Everyone turned toward me, wondering why I would ask such a question. Keep in mind that spending the night in the wilderness with people that I'd just met, my girlfriend's long time friends, had added a bit of pressure because these people weigh toward the conservative side. And I'm pretty light when it comes to that. Not that I like to run through the streets naked, unless there's money involved.

"The guy has been in the same position for fifteen years!" one of the guys on mary jane exclaimed.

"What if his passion is selling shoes?" I asked.

They pummeled me with statements such as 'What's good about being a shoe salesman?' or 'He's a man, he should be more ambitious.' or 'Can he support a family with that?'

None of the women came to my rescue. Nor did I expect that. But I hadn't expected them to agree with those statements. They did. I should have asked if it was OK being a shoe salesmen and earning a good six-digit income, or being a CEO of your own company that makes little money.
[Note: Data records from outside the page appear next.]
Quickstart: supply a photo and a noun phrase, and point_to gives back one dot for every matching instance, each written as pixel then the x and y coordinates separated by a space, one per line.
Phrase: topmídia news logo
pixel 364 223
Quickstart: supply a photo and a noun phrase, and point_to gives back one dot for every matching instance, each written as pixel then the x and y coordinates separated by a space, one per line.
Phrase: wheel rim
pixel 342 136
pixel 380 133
Because it seemed like they were linking having a respectable title with earning a high income, which isn't always the case.

I guess I felt a little insecure because I've had my day job for over ten years, don't have any ambition to move up beyond where my current title is because it's just a day job. It funds my passion and pays for my bills. Well, I pay the bills, my day job doesn't really do anything except deposits my paychecks into my back account.

But so many of us are obsessed with showing people that we are doing well. Check out my German automobile. Check out my new iPhone. Check out my spiffy shoes. Check out my new job. Check out my hot girlfriend.

Not my actual girlfriend

Not my actual girlfriend

I had a friend who posted his offer letter from Apple on FaceBook. He didn't even redact his salary. And people were congratulating him, feeding his ego. I wanted to post, "How small is your dick?" But I didn't. It would have been a waste of my ten seconds.

I've had another friend who posted pics of his new car, awards that he's earned, and shopping with his wife at Jimmy Choo. How small is his dick? He's Asian so...

And would it have mattered if that shoe salesman worked at Jimmy Choo?

And why do women love his shoes? The one complaint I've consistently heard is that his shoes are ungodly uncomfortable. I don't know, I don't wear high heels...when people are looking. So why covet Jimmy Choos?

I think part of the reason is that we need people's acceptance, that we think happiness comes from what others think of us. What we really covet deep inside is their approval.

Yesterday, I took my girl to the Renaissance Faire for her first time. I've gone almost every single year since being dragged to it my first time twenty years ago. And there are three things that I must do: eat a dish called Sausage, Bread and Cheese, which has sausage, bread and cheese, watch Stuart Abelman's glass blowing demonstration, a man of true passion, and attend Broon's show.

We went to his last show of the day, and Broon ended it with this (paraphrasing): Look at all of us. There's white people. Black people. Christians. Muslims. Catholics. Republicans. Democarats. For a small moment, we all forgot about all of that and laughed and had fun. It's been my pleasure to have been a part of that because happiness and joy is a natural part of our being.